Stillwater Mining Co. (NYSE:SWC) delivered a profit and beat Wall Street’s expectations, BUT came up short on beating the revenue expectation. The revenue miss is a negative sign to shareholders seeking high growth out of the company. Shares are up 1.71%.
Stillwater Mining Co. Earnings Cheat Sheet
Results: Adjusted Earnings Per Share decreased 27.78% to $0.13 in the quarter versus EPS of $0.18 in the year-earlier quarter.
Revenue: Decreased 21.66% to $203.4 million from the year-earlier quarter.
Actual vs. Wall St. Expectations: Stillwater Mining Co. reported adjusted EPS income of $0.13 per share. By that measure, the company beat the mean analyst estimate of $0.05. It missed the average revenue estimate of $217.67 million.

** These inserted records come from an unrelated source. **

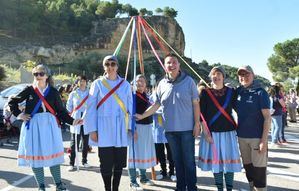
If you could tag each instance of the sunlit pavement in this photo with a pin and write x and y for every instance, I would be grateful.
(283, 171)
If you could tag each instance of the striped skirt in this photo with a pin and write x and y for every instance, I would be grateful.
(222, 156)
(41, 145)
(142, 151)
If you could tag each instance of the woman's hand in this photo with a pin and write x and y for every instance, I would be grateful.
(94, 136)
(135, 135)
(24, 116)
(208, 138)
(78, 122)
(138, 116)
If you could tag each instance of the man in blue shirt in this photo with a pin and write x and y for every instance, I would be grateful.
(177, 95)
(254, 121)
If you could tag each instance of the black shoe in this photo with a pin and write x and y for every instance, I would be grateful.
(41, 187)
(61, 187)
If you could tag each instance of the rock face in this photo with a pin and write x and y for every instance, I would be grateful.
(102, 40)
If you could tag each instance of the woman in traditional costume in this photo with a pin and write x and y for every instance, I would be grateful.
(219, 151)
(107, 120)
(41, 142)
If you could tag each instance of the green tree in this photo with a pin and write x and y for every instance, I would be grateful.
(284, 63)
(159, 11)
(169, 12)
(2, 73)
(142, 11)
(106, 9)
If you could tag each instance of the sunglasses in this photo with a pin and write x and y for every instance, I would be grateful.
(112, 64)
(244, 74)
(38, 74)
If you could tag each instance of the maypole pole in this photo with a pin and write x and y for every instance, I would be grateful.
(133, 128)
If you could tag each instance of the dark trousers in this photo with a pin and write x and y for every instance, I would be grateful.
(113, 160)
(84, 149)
(284, 123)
(182, 145)
(160, 153)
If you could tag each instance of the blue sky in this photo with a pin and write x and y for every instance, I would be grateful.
(232, 32)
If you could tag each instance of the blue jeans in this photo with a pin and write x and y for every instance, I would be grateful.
(276, 128)
(182, 146)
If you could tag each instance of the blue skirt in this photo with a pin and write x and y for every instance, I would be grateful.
(143, 149)
(41, 145)
(222, 156)
(158, 131)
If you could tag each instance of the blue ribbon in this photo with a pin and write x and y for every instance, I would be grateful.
(228, 96)
(36, 107)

Quoting Management: Commenting on the Company’s 2012 annual results, Frank McAllister, the Company’s Chairman and Chief Executive Officer, observed, “The Company’s mining and processing operations performed exceptionally well during the year. Combined safety performance in 2012 at our two Montana mines was the best in the Company’s history. Production has been steady and better than planned. While palladium and platinum prices on average were substantially lower in 2012 than in the prior year, resulting in lower earnings, PGM market fundamentals currently are robust, particularly with respect to palladium.”